Prescription or over-the-counter medications may be used to alleviate the discomfort and shorten the duration of mouth sores. For maximum effectiveness, medications should be used at the first indication mouth sores are developing. The type of medication depends on the cause and severity of mouth sores and they may include:
- Systemic drugs which include pills, topical ointments or injections of medications for treating infection or inflammation. These may involve antibiotics, antivirals, antifungals and steroids. Over-the-counter pain killers such as aspirin, paracetamol (acetaminophen) or ibuprofen may also be used to relieve pain and inflammation. However, aspirin should not be given to children and teens.
- Topical anesthetics including numbing agents and medications that provide a protective coating.

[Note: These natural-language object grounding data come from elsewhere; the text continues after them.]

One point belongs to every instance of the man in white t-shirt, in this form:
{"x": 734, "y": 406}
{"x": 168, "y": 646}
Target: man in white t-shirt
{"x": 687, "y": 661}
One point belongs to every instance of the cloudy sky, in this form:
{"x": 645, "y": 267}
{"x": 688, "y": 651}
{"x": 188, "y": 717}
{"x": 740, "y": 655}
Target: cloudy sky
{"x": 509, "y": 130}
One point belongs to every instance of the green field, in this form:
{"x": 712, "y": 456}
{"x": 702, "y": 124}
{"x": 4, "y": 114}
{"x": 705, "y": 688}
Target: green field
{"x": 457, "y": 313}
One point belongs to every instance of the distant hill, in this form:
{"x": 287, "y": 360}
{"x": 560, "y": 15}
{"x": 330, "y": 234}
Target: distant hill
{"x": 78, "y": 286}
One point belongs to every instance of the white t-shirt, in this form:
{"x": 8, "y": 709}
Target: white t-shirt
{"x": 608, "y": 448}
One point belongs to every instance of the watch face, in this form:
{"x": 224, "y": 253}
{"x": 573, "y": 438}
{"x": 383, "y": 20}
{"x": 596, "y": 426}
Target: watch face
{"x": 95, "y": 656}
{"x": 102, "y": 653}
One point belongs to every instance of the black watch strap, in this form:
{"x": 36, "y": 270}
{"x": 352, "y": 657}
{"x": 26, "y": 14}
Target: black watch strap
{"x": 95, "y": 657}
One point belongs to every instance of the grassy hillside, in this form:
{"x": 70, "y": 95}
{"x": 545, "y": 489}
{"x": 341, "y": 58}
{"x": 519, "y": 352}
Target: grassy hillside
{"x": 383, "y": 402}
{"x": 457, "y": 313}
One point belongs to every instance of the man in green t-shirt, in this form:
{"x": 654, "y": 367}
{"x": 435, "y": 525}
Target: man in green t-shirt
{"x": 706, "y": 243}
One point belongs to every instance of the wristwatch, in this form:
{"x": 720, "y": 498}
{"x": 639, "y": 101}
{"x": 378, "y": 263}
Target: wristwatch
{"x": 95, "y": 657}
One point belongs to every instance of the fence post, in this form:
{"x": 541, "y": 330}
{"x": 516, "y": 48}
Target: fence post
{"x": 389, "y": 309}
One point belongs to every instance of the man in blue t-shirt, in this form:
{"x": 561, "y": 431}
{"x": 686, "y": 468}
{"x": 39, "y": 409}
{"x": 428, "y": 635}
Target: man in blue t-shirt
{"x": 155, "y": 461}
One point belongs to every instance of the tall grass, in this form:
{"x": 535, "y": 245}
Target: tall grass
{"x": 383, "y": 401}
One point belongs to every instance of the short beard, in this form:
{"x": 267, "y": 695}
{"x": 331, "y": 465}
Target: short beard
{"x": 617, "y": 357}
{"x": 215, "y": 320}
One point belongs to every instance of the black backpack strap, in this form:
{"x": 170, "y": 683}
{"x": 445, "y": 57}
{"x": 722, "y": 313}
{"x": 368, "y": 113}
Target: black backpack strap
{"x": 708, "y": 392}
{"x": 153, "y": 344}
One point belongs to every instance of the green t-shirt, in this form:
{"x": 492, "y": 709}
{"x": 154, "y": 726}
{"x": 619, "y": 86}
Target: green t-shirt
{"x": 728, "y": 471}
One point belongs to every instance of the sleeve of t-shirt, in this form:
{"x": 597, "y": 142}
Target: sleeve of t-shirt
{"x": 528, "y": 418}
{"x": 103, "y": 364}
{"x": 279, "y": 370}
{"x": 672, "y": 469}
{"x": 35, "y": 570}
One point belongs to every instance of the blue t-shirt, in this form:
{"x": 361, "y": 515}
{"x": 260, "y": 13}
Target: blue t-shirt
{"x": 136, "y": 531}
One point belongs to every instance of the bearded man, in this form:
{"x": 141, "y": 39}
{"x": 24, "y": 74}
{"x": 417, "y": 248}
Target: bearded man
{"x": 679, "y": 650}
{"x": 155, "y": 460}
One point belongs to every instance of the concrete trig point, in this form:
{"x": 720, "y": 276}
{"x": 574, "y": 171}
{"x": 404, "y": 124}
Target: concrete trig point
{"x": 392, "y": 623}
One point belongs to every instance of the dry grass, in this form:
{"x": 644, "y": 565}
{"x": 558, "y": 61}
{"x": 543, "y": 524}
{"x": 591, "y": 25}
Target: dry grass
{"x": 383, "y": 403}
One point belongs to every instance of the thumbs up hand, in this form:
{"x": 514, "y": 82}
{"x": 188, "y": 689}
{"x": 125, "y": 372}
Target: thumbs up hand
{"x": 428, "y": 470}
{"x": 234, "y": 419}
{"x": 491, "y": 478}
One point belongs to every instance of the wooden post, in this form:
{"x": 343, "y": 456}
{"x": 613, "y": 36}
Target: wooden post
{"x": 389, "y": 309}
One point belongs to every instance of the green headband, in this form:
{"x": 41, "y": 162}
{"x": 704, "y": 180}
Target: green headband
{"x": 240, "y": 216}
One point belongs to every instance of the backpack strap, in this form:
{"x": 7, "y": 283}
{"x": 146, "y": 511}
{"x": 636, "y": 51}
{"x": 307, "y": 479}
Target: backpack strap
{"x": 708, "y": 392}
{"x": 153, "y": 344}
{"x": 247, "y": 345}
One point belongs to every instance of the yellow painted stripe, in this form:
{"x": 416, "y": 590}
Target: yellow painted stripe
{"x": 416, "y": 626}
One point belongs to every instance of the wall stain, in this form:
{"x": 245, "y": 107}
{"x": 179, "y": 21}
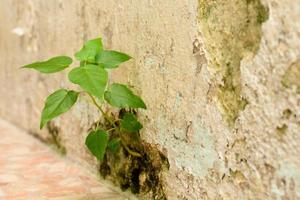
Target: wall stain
{"x": 231, "y": 31}
{"x": 291, "y": 77}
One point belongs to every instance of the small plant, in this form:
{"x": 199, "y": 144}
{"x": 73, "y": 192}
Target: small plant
{"x": 92, "y": 77}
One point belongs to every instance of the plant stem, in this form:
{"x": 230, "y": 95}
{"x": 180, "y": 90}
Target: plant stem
{"x": 101, "y": 110}
{"x": 136, "y": 154}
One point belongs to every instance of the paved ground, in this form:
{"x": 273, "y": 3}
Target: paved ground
{"x": 30, "y": 170}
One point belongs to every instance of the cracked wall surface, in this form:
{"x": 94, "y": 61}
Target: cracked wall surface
{"x": 220, "y": 80}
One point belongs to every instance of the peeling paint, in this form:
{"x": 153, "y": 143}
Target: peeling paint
{"x": 196, "y": 156}
{"x": 291, "y": 78}
{"x": 228, "y": 40}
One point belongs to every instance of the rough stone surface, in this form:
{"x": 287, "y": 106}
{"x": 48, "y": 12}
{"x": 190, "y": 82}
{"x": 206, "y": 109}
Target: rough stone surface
{"x": 218, "y": 146}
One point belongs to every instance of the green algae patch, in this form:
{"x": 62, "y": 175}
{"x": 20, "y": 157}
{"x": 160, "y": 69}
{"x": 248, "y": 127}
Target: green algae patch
{"x": 231, "y": 30}
{"x": 143, "y": 175}
{"x": 291, "y": 77}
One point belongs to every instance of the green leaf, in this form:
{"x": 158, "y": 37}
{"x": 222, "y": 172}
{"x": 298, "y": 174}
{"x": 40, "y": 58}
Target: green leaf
{"x": 91, "y": 78}
{"x": 120, "y": 96}
{"x": 89, "y": 51}
{"x": 52, "y": 65}
{"x": 130, "y": 123}
{"x": 111, "y": 59}
{"x": 114, "y": 144}
{"x": 96, "y": 142}
{"x": 57, "y": 103}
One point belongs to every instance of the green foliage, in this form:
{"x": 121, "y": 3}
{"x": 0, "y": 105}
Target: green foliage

Mouth sores containing cancerous cells usually need to be surgically removed.
Prevention of Mouth Sores
At the moment there is no guaranteed way of preventing mouth sores. Preventive measures depend upon the specific condition or infection causing the mouth sores. For instance, certain antiviral medications may be used successfully to suppress an outbreak of cold sores during periods of increased susceptibility but they may have no effect on canker sores because these sores may not be caused by viruses.
However, there are certain actions people can take to avoid developing the most common mouth sores. These include having regular dental examinations and practicing good dental as well as overall hygiene, using sunscreens, exercising healthy lifestyles in order to maintain strong immune system, avoiding potential irritants and people with contagious illnesses that can cause mouth sores.